(Reuters) - Morgan Stanley (MS.N) lost money more frequently in trading during the second quarter than it did in the previous or year-ago periods.
The investment bank lost money in 15 of the 64 trading days for the quarter ended June 30, or 23 percent of the time, according to a 10-Q filing with the U.S. Securities and Exchange Commission.
That compares with four days of losses, or 6 percent of the trading days, in the March 31 quarter, and eight days of losses, or 13 percent of the trading days for the year-ago period.
The bank’s sales and trading net revenue fell 35 percent to $2.25 billion in the second quarter from $3.44 billion in the year-ago period.
Morgan Stanley also said its net exposure to five troubled euro zone nations spiked 73 percent in the second quarter, reiterating an earlier disclosure on July 19.
Morgan Stanley increased its holdings of stocks, bonds and derivatives backed by banks, governments and other counterparties in Greece, Ireland, Italy, Portugal and Spain, while also reducing hedges against the risk that those exposures might turn into losses.
Meanwhile, the investment bank significantly reduced its exposure to France by building up a large short position against the country’s sovereign debt.
Morgan Stanley’s shift in exposures is notable because the bank’s stock and bond prices came under pressure last fall over concerns about its exposure to Europe, particularly France.
The bank began disclosing its exposure to euro zone countries in October in response to the market reaction, and its ongoing disclosure of French exposure is unusual: Even Jefferies Group Inc (JEF.N), which cut its European assets by 75 percent in a matter of days last fall in response to market pressures, did not feel compelled to include France among the countries whose stocks and bond exposures it detailed.
At June 30, the bank had $5.41 billion worth of assets related to those five countries, a 35 percent increase from three months earlier. After factoring in reduced hedges, the bank had $4.18 billion in net exposure to those nations, up 73 percent from its $2.41 billion in exposure at March 31.
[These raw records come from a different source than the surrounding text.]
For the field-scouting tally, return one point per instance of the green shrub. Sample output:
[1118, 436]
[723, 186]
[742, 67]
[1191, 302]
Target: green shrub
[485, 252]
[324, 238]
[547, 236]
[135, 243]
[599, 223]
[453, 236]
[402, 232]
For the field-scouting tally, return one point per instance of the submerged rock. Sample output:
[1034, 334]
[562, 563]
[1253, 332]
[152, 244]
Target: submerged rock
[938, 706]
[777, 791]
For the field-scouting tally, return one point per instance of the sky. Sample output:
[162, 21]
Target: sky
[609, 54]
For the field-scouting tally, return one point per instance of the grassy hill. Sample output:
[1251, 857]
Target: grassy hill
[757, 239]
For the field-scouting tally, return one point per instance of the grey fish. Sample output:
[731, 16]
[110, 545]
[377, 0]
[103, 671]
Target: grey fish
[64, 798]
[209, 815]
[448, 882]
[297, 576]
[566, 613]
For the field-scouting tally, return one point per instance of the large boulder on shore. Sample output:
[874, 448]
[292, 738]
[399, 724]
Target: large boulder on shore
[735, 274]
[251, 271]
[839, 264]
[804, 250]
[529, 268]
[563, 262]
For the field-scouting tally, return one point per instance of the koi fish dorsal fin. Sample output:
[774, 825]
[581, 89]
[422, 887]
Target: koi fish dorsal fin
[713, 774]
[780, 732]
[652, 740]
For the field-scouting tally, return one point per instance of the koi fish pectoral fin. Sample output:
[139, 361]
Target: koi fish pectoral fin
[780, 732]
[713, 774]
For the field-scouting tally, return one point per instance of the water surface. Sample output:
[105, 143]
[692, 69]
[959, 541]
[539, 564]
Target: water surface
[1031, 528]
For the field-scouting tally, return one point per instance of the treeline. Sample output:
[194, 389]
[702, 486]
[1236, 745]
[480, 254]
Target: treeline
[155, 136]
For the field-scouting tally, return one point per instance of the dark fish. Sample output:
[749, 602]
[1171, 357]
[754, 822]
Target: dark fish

Morgan Stanley’s euro assets represent 0.7 percent of its $748.52 billion in total assets at June 30, and 7.5 percent of its $71.64 billion in total equity.
Morgan Stanley also significantly reduced its exposure to France, flipping to a net short position against the country’s sovereign bonds.
The bank held $2.74 billion in exposure to French stocks, bonds and derivative counterparties as of June 30, less than half of what it had at March 31. After credit default swap hedging, Morgan Stanley had $1.35 billion in exposure to France, down 67 percent from three months ago.
The driver of that change was a $1.95 billion net short position against French sovereign bonds Morgan Stanley held at June 30, compared with a $542 million long exposure on March 31.
Morgan Stanley shares closed at $14.14 on Monday, up 3 percent for the day and down 7 percent the year to date.